GMCR, NTAP, WFM, and LLY were among the best-performing SPX stocks over the three-day bloodbath
The S&P 500 Index (SPX) and its index compadres are in rebound mode today, after wrapping up their worst three-day stretch in ages. While my colleague Alex Eppstein just weighed in on four of the worst-performing SPX components during the recent sell-off -- which could point to some buying opportunities -- we're going to analyze four of the S&P Bloodbath survivors: java giant Keurig Green Mountain Inc (NASDAQ:GMCR), data storage issue NetApp Inc. (NASDAQ:NTAP), grocery chain Whole Foods Market, Inc. (NASDAQ:WFM), and big-cap pharma stock Eli Lilly and Co (NYSE:LLY).
Aside from AGL Resources Inc. (NYSE:GAS) -- which surged on buyout news -- GMCR was the best-performing SPX member over the past three sessions, adding 3.7%. Today, GMCR is adding to its recent momentum, up 2% at $52.30. Of course, the shares still have a ways to go before filling in their early August, post-earnings bear gap, which sent the stock plunging to two-year lows around $45.
Perhaps GMCR dodged the broad-market headwinds because it was already so oversold. As of yesterday, the equity's 14-day Relative Strength Index (RSI) stood at 28.
Juxtaposed with the stock's long-term struggles, it's no surprise to find skepticism on Wall Street. Fourteen of 16 analysts maintain tepid "hold" or "sell" ratings, while short interest accounts for close to 10% of Keurig Green Mountain Inc's total available float.
NTAP was also one of the four SPX components to move higher over the past three sessions, advancing 0.3%. More specifically, NTAP surged in the wake of an earnings win last Thursday, and clung to some gains in the subsequent sessions, though the equity did hit a two-year low of $28.88 yesterday.
Today, NTAP is up 1.1% at $30.21. Longer-term, however, the security -- like GMCR -- has struggled on the charts, surrendering 27% in 2015. The stock is facing a fierce foe in its descending 10-week moving average, which has pressured the equity lower since early January -- NTAP's last run-in with resistance in the $44 region.

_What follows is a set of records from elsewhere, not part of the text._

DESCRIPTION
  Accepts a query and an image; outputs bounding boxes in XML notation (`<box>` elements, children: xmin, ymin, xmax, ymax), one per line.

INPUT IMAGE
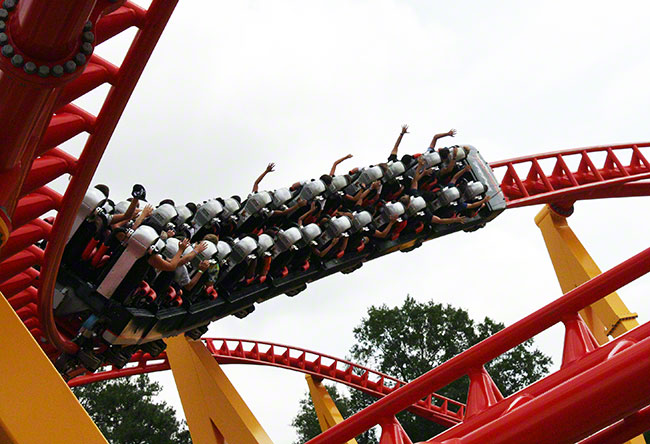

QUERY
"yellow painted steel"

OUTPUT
<box><xmin>165</xmin><ymin>336</ymin><xmax>272</xmax><ymax>444</ymax></box>
<box><xmin>535</xmin><ymin>205</ymin><xmax>639</xmax><ymax>344</ymax></box>
<box><xmin>0</xmin><ymin>294</ymin><xmax>108</xmax><ymax>444</ymax></box>
<box><xmin>305</xmin><ymin>375</ymin><xmax>357</xmax><ymax>444</ymax></box>
<box><xmin>535</xmin><ymin>205</ymin><xmax>646</xmax><ymax>444</ymax></box>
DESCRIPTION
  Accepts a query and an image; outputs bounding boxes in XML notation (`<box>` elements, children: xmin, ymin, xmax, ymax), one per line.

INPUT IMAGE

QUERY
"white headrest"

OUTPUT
<box><xmin>217</xmin><ymin>241</ymin><xmax>232</xmax><ymax>260</ymax></box>
<box><xmin>223</xmin><ymin>197</ymin><xmax>240</xmax><ymax>217</ymax></box>
<box><xmin>174</xmin><ymin>205</ymin><xmax>192</xmax><ymax>224</ymax></box>
<box><xmin>192</xmin><ymin>200</ymin><xmax>223</xmax><ymax>227</ymax></box>
<box><xmin>406</xmin><ymin>196</ymin><xmax>427</xmax><ymax>216</ymax></box>
<box><xmin>150</xmin><ymin>204</ymin><xmax>177</xmax><ymax>230</ymax></box>
<box><xmin>257</xmin><ymin>233</ymin><xmax>273</xmax><ymax>254</ymax></box>
<box><xmin>273</xmin><ymin>188</ymin><xmax>291</xmax><ymax>208</ymax></box>
<box><xmin>300</xmin><ymin>180</ymin><xmax>325</xmax><ymax>200</ymax></box>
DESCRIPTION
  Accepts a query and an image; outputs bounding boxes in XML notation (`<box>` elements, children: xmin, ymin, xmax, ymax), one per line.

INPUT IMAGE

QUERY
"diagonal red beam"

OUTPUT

Again, it's no surprise to find pessimism prevails. Just four of the 26 analysts following the stock deem it worthy of a "buy" or better rating. Likewise, the security's 10-day put/call volume ratio on the International Securities Exchange (ISE), Chicago Board Options Exchange (CBOE), and NASDAQ OMX PHLX (PHLX) sits at 2.23 -- higher than 81% of all other readings from the past year. In other words, option buyers have picked up NetApp Inc. puts over calls at a rapid-fire rate during the past two weeks.
WFM managed to shed just 3% over the past three sessions -- not bad, relatively speaking. The shares have added another 2.8% to sit at $32.71, but are staring down their 10-day moving average, which hasn't been toppled on a daily closing basis since before WFM's post-earnings bear gap late last month.
As with GMCR, perhaps WFM sellers weren't as aggressive since the stock was already oversold. The security's 14-day RSI sits at a puny 21, and the shares are just off a three-year low of $30.18, tagged yesterday.
With Whole Foods Market, Inc. down more than 35% in 2015, it would likely take a major turnaround to spook the bears. Short interest grew 11% during the past two reporting periods, and 18 of 24 analysts maintain lukewarm "holds."
Finally, LLY was the 13th best-performing SPX component over the past three sessions, surrendering only 3.6%. Unlike its aforementioned peers, LLY stands out on the charts, as the stock has enjoyed a longer-term uptrend.
The shares are up 0.7% at $81.28 today, and have added 17.9% in 2015. Plus, the equity's recent pullback was contained by support at its 20-week moving average, which has ascended into the $80 neighborhood.
For the most part, the sentiment jibes with Eli Lilly and Co's technicals -- seven of 12 analysts consider the stock a "strong buy," and short interest dropped by nearly one-third during the most recent reporting period. However, an exodus of option bears could add fuel to LLY's fire. The stock's 50-day ISE/CBOE/PHLX put/call volume ratio of 0.83 registers in the 72nd percentile of its annual range.